The inspector general's report said that although the FAA sponsors biannual information-sharing events for the airline industry, "it has not taken steps to encourage mainline carriers to consistently share safety information and best practices with their code-share partners."
The FAA dropped its plans to review code-sharing agreements because agency officials felt the largest airlines had taken steps to increase their safety sharing with their regional partners, the report said.
But the inspector general found that while that was true of one large airline, it wasn't the case for others. The report reviewed four major and eight regional carriers who participate in code share agreements, but did not identify the airlines.
Rivkin replied in a letter to the inspector general that the FAA doesn't make a distinction between "major" and "regional" carriers because "all of those carriers meet the same standards."
Scott Maurer, whose 30-year-old daughter, Lorin, died in the Colgan crash, said he was disappointed but not surprised by the inspector general's findings.
"These promises tend to end up becoming lip service," he said. "It sounds good at the time, but there is no follow through."
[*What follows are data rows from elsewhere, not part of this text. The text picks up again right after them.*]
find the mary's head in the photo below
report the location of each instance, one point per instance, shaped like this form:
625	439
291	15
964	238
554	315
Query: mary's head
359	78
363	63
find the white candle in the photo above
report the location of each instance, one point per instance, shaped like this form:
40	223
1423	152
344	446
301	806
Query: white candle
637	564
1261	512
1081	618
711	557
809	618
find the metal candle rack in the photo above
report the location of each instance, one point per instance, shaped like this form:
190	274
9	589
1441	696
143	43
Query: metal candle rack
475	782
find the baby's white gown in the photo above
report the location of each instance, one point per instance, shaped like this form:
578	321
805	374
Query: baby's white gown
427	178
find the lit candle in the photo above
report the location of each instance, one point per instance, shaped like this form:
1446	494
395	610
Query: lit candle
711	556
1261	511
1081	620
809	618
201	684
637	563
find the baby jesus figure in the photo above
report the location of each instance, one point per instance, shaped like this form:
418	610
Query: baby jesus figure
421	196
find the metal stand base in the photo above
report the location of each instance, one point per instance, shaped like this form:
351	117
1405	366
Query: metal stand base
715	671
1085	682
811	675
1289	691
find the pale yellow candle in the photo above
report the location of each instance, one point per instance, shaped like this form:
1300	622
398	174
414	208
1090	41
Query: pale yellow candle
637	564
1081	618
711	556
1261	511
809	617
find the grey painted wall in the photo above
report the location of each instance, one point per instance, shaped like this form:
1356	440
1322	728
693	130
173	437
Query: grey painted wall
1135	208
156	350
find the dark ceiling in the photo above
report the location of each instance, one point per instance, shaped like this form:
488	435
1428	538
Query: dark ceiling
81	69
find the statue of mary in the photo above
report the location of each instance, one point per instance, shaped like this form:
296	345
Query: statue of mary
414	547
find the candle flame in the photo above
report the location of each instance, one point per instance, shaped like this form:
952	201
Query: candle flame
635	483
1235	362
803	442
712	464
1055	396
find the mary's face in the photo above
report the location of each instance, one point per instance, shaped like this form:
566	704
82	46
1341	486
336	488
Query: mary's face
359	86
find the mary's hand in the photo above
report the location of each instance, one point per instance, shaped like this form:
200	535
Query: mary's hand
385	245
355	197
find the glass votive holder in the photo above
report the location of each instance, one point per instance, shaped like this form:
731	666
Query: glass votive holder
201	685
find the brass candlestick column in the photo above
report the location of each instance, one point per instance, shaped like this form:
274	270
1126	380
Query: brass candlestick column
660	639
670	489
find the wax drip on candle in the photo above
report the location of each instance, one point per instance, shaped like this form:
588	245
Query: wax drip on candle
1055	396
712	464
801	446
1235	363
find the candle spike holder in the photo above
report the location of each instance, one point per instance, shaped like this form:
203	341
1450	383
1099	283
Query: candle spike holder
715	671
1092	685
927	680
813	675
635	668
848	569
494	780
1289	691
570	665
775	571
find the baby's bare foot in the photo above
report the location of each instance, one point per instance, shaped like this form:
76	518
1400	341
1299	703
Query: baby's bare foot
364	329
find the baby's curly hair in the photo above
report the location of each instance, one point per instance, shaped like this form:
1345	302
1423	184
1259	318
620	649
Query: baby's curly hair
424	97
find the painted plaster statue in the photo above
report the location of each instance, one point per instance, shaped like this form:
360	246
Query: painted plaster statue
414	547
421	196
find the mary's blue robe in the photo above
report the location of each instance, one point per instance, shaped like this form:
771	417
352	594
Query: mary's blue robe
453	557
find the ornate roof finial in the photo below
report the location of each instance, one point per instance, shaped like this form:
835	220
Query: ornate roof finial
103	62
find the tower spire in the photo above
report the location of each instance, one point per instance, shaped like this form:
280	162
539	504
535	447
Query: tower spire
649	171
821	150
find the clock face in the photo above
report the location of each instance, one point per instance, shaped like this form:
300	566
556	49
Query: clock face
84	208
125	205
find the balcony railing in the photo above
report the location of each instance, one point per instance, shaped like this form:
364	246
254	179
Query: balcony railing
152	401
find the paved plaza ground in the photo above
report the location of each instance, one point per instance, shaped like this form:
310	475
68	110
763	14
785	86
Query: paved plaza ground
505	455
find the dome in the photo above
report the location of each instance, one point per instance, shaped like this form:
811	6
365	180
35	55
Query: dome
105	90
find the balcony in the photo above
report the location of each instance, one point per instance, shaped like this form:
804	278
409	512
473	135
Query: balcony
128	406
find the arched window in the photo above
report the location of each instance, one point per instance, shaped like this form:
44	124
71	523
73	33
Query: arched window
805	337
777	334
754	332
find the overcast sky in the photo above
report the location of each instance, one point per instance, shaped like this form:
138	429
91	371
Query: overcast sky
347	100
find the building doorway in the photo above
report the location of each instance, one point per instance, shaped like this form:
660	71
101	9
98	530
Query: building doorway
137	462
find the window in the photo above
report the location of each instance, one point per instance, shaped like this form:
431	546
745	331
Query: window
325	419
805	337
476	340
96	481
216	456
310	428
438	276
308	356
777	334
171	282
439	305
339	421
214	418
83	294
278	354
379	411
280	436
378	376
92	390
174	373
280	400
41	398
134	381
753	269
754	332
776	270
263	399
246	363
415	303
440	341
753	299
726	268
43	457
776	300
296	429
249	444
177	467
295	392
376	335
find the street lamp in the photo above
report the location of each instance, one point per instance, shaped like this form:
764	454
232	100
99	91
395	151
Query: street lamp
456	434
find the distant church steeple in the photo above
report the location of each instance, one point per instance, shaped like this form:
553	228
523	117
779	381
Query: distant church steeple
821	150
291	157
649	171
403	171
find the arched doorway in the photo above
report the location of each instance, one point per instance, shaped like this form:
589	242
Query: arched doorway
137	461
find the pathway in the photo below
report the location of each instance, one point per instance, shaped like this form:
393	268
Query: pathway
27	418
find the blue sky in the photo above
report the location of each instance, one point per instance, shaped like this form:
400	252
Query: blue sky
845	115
A year after the Colgan crash, then-Continental Airlines CEO Jeffrey Smisek angered victims' families when he said it was the FAA's responsibility to ensure Colgan's pilots were properly trained, not Continental's.
"We did not train those pilots. We did not maintain those aircraft. We did not operate the aircraft. But we expect them to be safe. We expect the Federal Aviation Administration to do its job," Smisek told a hearing of the House Transportation and Infrastructure Committee.
The father of a law student killed in the crash later cornered Smisek in the hallway outside the hearing room, complaining that his daughter bought her ticket from Continental, not Colgan.
Smisek is now the president and CEO of the holding company for United Airlines, which merged with Continental.